Sementara itu, Direktur Jenderal Pengendalian Perubahan Iklim (PPI), KLHK, Laksmi Dhewanthi menyampaikan, KLHK juga telah mengembangkan berbagai macam modalitas atau support system untuk memastikan apa yang direncanakan di NDC bisa tercapai. Support system tersebut diantaranya, strategi dan peta jalan mitigasi dan adaptasi perubahan iklim, Sistem Inventori Gas Rumah Kaca (GRK), Sistem Registri Nasional (SRN), Sistem Informasi Data Indeks Kerentanan (SIDIK), Program Kampung iklim (Proklim) dan lainnya. Support system ini terus berkembang dan bergerak sesuai dengan kebutuhan, karena tantangan dan strategi ke depan memerlukan dukungan.

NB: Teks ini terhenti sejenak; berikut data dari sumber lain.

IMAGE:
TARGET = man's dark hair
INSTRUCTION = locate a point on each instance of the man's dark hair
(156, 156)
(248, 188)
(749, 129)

Pada kesempatan yang sama, Direktur Jenderal Planologi Kehutanan dan Tata Lingkungan (PKTL) KLHK, Ruandha A. Sugardiman menyatakan, terdapat enam aksi mitigasi utama di sektor FoLU. Keenam upaya mitigasi tersebut, yaitu kegiatan pengurangan laju deforestasi dan degradasi hutan atau REDD+, pembangunan hutan tanaman industri, pengelolaan hutan lestari, rehabilitasi hutan, pengelolaan lahan gambut termasuk mangrove, dan peningkatan peran konservasi keanekaragaman hayati.
Program pokok untuk menuju Net Sink FoLU 2030 diantaranya pengurangan emisi dari deforestasi dan lahan gambut sampai dengan penegakan hukum, serta dilengkapi implementasi pengembangan sistem informasi dan kampanye publik.
Baca Juga: SIG Raih Sertifikat Ekolabel Swadeklarasi KLHK untuk Beton Ramah Lingkungan
Mendukung pernyataan Ruandha, Direktur Jenderal Pengelolaan Hutan Lestari (PHL) KLHK, Agus Justianto memaparkan, aksi mitigasi sektor FoLU, khususnya dalam pengelolaan hutan lestari diantaranya melalui upaya penerapan Silvikultur Intensif (SILIN), Reduced Impact Logging (RIL)-C, dan Enhanced Natural Regeneration.